Organización Sionista Argentina:
ANTE LA AMENAZA EXISTENCIAL DE IRÁN, REAFIRMAMOS NUESTRO APOYO INCONDICIONAL A ISRAEL
El régimen terrorista y teocrático de la República Islámica de Irán se ha consolidado como el principal promotor estatal del terrorismo internacional. A través del financiamiento, entrenamiento y armamento de organizaciones extremistas, impulsa una política sistemática de violencia que desestabiliza regiones enteras y ataca deliberadamente a la población civil.
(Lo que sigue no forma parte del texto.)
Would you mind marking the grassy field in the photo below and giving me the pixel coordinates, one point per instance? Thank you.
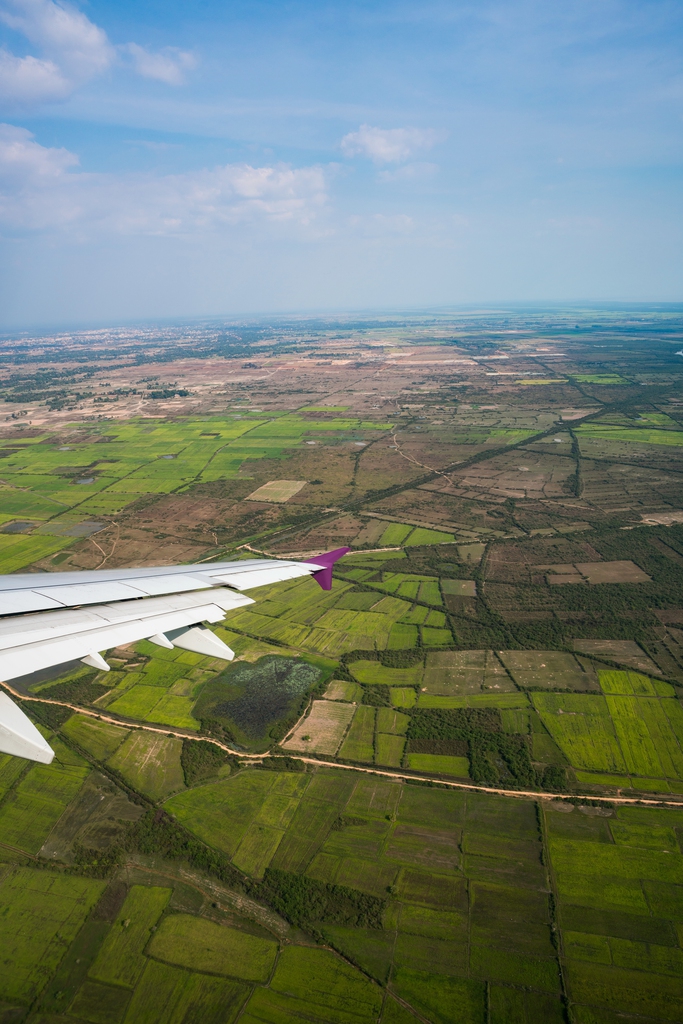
(639, 736)
(168, 994)
(245, 816)
(439, 763)
(41, 915)
(201, 945)
(151, 763)
(358, 743)
(120, 961)
(99, 738)
(323, 729)
(33, 807)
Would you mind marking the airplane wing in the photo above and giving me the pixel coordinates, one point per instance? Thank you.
(53, 617)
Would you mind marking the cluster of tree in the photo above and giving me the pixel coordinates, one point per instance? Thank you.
(201, 760)
(305, 902)
(495, 757)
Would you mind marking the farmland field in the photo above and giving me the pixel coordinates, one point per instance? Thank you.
(151, 763)
(323, 730)
(510, 617)
(201, 945)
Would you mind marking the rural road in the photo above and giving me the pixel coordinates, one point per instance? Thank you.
(167, 731)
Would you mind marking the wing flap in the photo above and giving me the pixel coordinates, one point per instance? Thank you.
(19, 736)
(20, 660)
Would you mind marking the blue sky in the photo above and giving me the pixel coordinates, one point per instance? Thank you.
(202, 158)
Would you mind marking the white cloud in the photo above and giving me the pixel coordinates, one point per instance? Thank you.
(74, 48)
(31, 80)
(168, 66)
(73, 51)
(388, 145)
(39, 190)
(421, 171)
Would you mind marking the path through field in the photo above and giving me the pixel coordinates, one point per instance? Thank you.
(256, 758)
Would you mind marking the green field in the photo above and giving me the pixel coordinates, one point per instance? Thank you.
(167, 994)
(33, 807)
(630, 735)
(358, 742)
(246, 816)
(177, 886)
(151, 763)
(439, 763)
(41, 915)
(101, 739)
(120, 961)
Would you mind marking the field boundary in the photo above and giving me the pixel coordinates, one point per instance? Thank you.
(258, 758)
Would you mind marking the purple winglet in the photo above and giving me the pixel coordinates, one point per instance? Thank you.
(326, 561)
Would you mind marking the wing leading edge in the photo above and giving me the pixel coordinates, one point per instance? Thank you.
(48, 620)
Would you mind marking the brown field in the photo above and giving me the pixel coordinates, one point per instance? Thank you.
(276, 491)
(553, 669)
(626, 652)
(453, 673)
(325, 728)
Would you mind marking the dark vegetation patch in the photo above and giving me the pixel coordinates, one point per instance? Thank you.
(111, 902)
(201, 760)
(284, 764)
(495, 757)
(51, 716)
(305, 902)
(251, 702)
(95, 863)
(157, 833)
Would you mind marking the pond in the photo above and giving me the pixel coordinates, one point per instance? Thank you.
(256, 697)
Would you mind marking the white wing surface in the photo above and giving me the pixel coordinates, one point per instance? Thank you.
(49, 619)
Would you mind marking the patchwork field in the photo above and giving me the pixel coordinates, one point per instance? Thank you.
(322, 731)
(146, 879)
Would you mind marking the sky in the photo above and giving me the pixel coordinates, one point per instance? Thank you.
(202, 158)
Entre estos grupos se encuentran Hezbollah, Hamas, la Yihad Islámica Palestina, los Hutíes en Yemen, Kataib Hezbollah en Irak y diversas milicias radicalizadas en Medio Oriente, que operan como brazos ejecutores de su política exterior violenta.
Las agresiones y ataques recientes contra distintos países de la región, incluyendo Emiratos Árabes Unidos, Qatar, Arabia Saudita, Jordania y Baréin, evidencian con claridad la vocación desestabilizadora del régimen iraní. A ello se suma la reiterada y explícita declaración de su liderazgo respecto de la destrucción del Estado de Israel y la promoción del odio y la violencia contra el pueblo judío en todo el mundo.
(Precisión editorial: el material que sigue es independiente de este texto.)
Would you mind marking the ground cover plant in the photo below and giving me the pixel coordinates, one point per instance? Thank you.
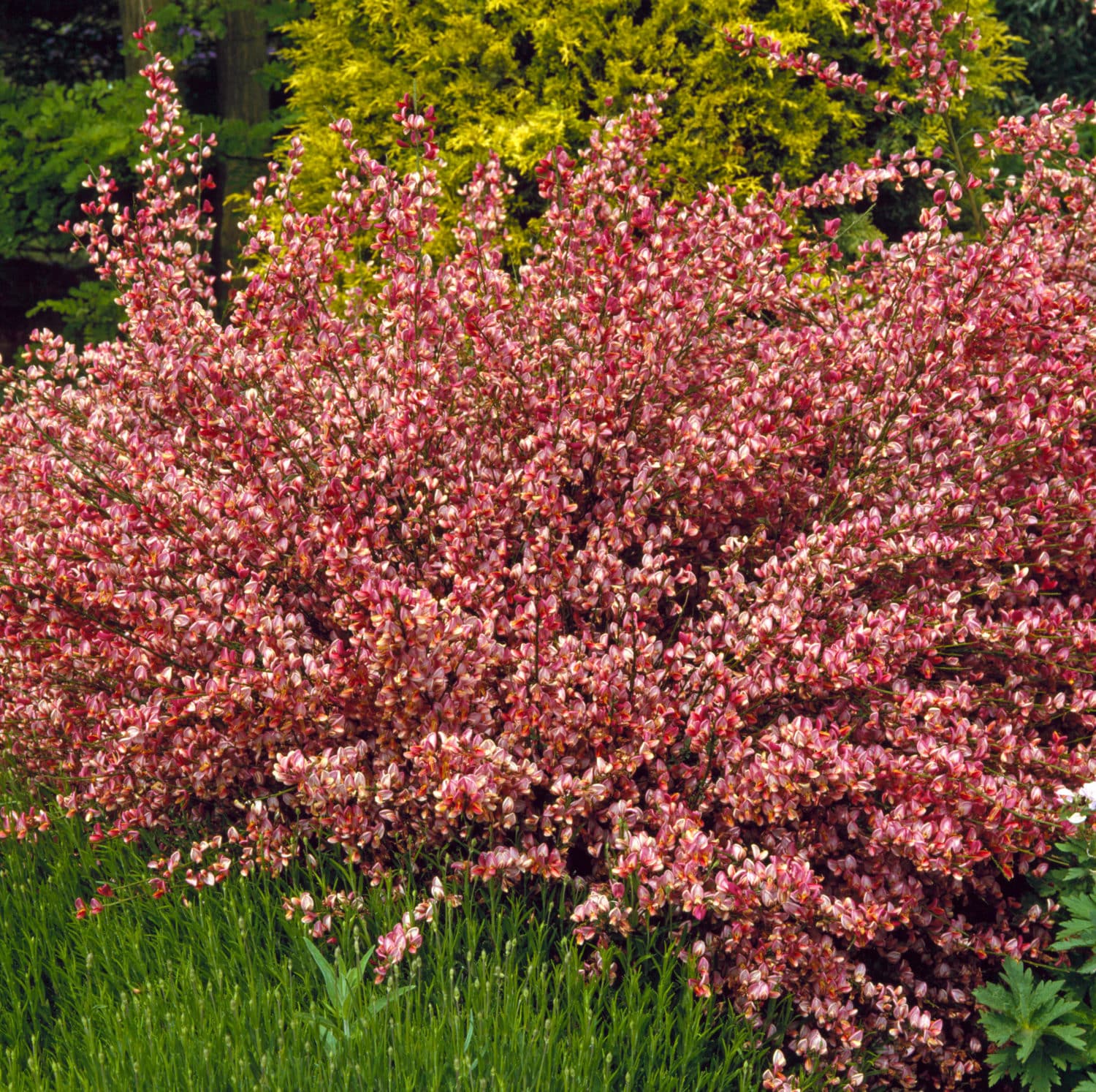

La Argentina conoce de manera directa y dolorosa las consecuencias del terrorismo promovido por Irán. Los atentados contra la Embajada de Israel en 1992 y contra la AMIA en 1994 constituyen heridas abiertas en la memoria colectiva nacional y representan algunos de los ejemplos más trágicos del accionar del terrorismo internacional patrocinado por ese régimen.
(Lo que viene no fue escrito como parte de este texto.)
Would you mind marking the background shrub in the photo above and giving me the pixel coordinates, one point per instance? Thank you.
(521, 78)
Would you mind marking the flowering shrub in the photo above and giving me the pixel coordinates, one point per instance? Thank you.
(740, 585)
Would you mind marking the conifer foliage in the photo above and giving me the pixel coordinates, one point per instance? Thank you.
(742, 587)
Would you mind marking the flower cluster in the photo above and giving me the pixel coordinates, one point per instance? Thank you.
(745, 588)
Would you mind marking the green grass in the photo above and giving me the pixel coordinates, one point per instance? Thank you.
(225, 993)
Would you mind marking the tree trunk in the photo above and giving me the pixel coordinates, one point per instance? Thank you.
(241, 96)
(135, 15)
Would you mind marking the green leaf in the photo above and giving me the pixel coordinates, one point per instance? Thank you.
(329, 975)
En este contexto, la Organización Sionista Argentina expresa su firme e incondicional apoyo al Estado de Israel en estos momentos de extrema gravedad, en los que se ve obligado a defender a su población frente a amenazas existenciales permanentes. Ningún Estado soberano puede permanecer pasivo frente a quienes proclaman abiertamente su intención de eliminarlo.
Reafirmamos nuestra plena solidaridad con la población israelí en este momento difícil, nuestro compromiso irrenunciable con la memoria de las víctimas del terrorismo y nuestra convicción de que la paz solo será posible cuando cesen la violencia, el extremismo y el patrocinio estatal del terror.
Rezamos por la seguridad del Estado de Israel, por la protección de sus ciudadanos y por un futuro en el que los pueblos de la región puedan vivir en libertad, convivencia y paz.